Jeanne Herb, Associate Director
Jeanne’s work focuses on advancing sound environmental, sustainability, and Health in all Policies practices at the state, local and regional levels. Jeanne co-facilitates the New Jersey Climate Adaptation Alliance, a network of organizations focused on advancing climate change and resilience policies and practices in New Jersey, the New Jersey Planning Healthy Communities Initiative, a university-based collaborative that focuses on promoting “health in all policies” strategies at the state and community levels, and the Sustainable Raritan River Initiative, a collaborative effort to integrate multidisciplinary science into planning and decision-making within the Raritan River Basin. Jeanne serves as the Co-Lead for stakeholder engagement of the Rutgers Coastal Climate Risk and Resilience Training Program and she is part of a team of practitioners and researchers that have integrated science into decision support tools to support resilience planning in New Jersey. She is a member of a team that supports development of the Mid-Atlantic Ocean Data Portal, an online geospatial toolkit that consolidates data to visualize ocean resources. She has extensive experience leading community engagement and participatory processes towards shared solutions on challenging environmental and healthy community topics. Prior to joining the Bloustein School, Jeanne was the Assistant Commissioner for Policy, Planning and Science at the New Jersey Department of Environmental Protection (NJDEP) where she led cross-program efforts related to climate change and energy, Environmental Justice, smart growth and sustainable development, environmental health and science policy and coastal management. Earlier in her career, Jeanne was the Manager for the Public Policy Program at the non-profit Tellus Institute, founding Director of the New Jersey Pollution Prevention Program and oversaw risk reduction and risk communication efforts at the NJDEP. Jeanne is one of 50 participants selected to participate in the first cohort of the Robert Wood Johnson Foundation’s national three-year Culture of Health Leadership Program and in the second cohort of the two-year Rutgers Leadership Academy. Jeanne holds a Master’s degree in environmental journalism from The New York University and a Bachelor’s’ degree in environmental studies and education from Rutgers University.

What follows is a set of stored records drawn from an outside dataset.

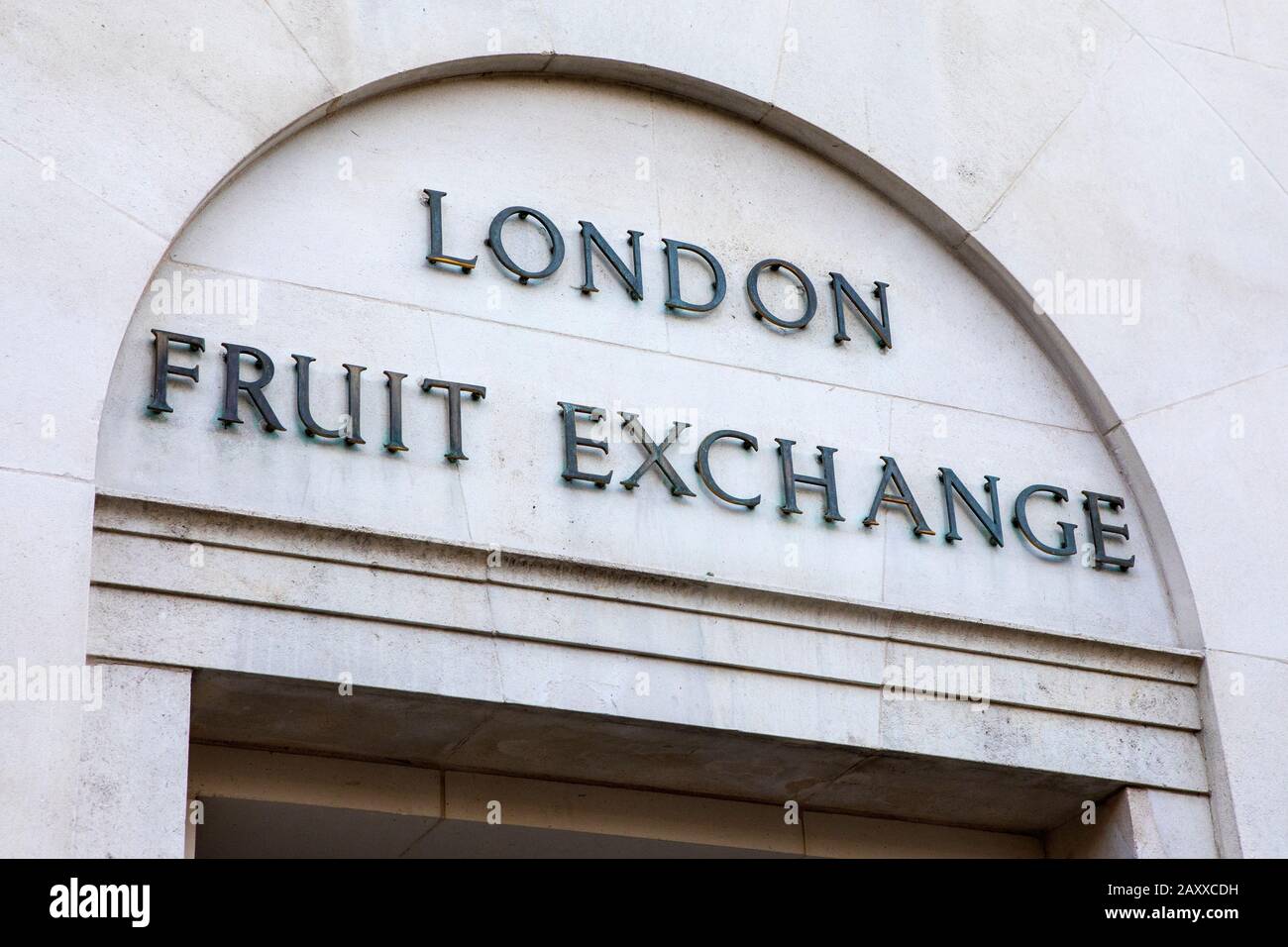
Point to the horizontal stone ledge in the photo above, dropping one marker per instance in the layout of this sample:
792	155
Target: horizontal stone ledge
568	621
709	595
498	671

Matt Campo, Senior Research Specialist
Mr. Campo has experience in transportation planning and modeling, business strategy, real estate investment and market analysis, and risk assessment modeling. Matt’s current research is focused on understanding tools and methods to assess the resilience and security of infrastructure systems and supply chains. He has also worked for Ernst & Young and TranSystems on the behalf of public agencies and private companies to develop growth and consolidation strategies for commercial, residential and industrial real estate assets. Matt received a Master of City and Regional Planning Degree from the Edward J. Bloustein School for Planning and Public Policy at Rutgers University and a Bachelor’s degree in Industrial and Systems Engineering from Virginia Tech. Matt has been invited to give presentations for the Transportation Research Board and other institutions.

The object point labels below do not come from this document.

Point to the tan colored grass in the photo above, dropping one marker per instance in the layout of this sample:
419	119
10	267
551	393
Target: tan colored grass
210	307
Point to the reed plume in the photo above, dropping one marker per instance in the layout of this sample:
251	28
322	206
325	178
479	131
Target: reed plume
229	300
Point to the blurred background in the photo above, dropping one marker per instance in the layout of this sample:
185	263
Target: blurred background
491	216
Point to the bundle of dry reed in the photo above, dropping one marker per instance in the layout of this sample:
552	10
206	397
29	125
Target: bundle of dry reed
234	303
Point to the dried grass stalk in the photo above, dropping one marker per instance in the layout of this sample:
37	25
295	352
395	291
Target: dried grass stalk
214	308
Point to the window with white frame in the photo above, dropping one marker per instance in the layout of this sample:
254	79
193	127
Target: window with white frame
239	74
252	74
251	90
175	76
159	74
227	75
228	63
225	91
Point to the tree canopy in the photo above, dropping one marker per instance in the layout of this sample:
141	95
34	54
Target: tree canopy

Stacy Krause is a licensed, professional planner and certified floodplain manager with a primary focus in environmental and climate resilience planning. She began her career at the NJ Office of Smart Growth administering the NJ Plan Endorsement process and assisting with the update to the State Development and Redevelopment Plan. As a Senior Planner with the Ocean County Department of Planning she worked on county master plan development, Joint Land Use planning with the US Department of Defense, and also on Water Quality Management and sewer service area planning. Currently at Rutgers University, Ms. Krause works on hazard mitigation mapping, develops coastal vulnerability assessments and identifies actions that communities can take for better climate and hazards preparedness. Stacy has a Bachelor of Arts in Urban Studies and Political Science from Rutgers University and a Master of City and Regional Planning from the Edward J. Bloustein School with a concentration in Community Development.

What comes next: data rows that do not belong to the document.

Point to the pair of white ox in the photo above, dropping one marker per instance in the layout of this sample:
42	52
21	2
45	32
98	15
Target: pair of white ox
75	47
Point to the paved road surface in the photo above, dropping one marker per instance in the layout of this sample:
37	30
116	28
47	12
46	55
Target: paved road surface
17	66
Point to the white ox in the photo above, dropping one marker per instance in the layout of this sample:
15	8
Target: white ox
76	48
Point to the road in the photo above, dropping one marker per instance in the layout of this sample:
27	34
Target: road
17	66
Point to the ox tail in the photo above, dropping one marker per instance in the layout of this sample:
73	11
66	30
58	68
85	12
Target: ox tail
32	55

Sara Malone, Senior Research Specialist
Sara is a Senior Research Specialist in the Environmental Analysis & Communications (EAC) Group at Bloustein where she works with the Sustainable Raritan River Initiative and Rutgers Raritan River Consortium. As part of the EAC Group, Sara has worked with state and local governments on several planning projects including a Brownfield to Greenfield project in Perth Amboy, a statewide climate adaptation/habitat vulnerability assessment project, and a Municipal Public Access Plan and Coastal Vulnerability Assessment for New Brunswick. Sara is a part-time lecturer at Bloustein and co-taught a graduate planning studio on wetlands and habitat restoration for a working waterfront in the Raritan Center. Her Fall 2017 graduate planning studio focuses on environmental, design and regulatory aspects of the Raritan River boardwalk and bicycle/pedestrian bridge as proposed in the Rutgers 2030 Master Plan. She holds a BS from the University of Massachusetts/Boston and she received a Master of Environmental Studies from the University of Pennsylvania in 2012. Sara serves as Chair of the Franklin Township Shade Tree Commission in Somerset.
Jennifer Whytlaw, GISP, GIS Manager
Jennifer Whytlaw, GISP is a GIS Manager in the EAC Group at the Bloustein School. Her work is focused on the development and use of GIS tools and applications as components to environmental, health, resilience and transportation planning projects. Jennifer’s research focuses on the complexities of the human-environment dimension and how environmental hazard events influence personal understanding of vulnerabilities in communities. Jennifer’s research utilizes quantitative and qualitative methodological approaches involving analytical tools and analyses as well as engagement with practitioners and stakeholders. Prior to joining Bloustein in 2009, Jennifer worked in the fields of maritime safety, environmental policy and planning, and environmental engineering. She received a Master of Science Degree in Geographic and Cartographic Sciences from George Mason University and a Bachelor’s degree in Environmental Policy and Political Science from Albright College. She is a member of MAC URISA, the NJ Geospatial Forum, and a member of the Natural Hazard Mitigation Association (NHMA).
Henry Mayer extensive experience included corporate, academic, and government arenas, with a focus on the large and complex environmental, infrastructure, and capital financing issues associated with the redevelopment of many of the country’s older cities and towns. His previous work included using GIS based modeling tools to estimate the environmental, transportation and economic impacts of alternative land-use decisions at the county, region and state level; assisting economically distressed communities in Plainfield, Franklin and New Brunswick in visioning and developing neighborhood revitalization plans; and examining the causes and long-term impacts of poorly planned and managed large government funded environmental cleanup efforts.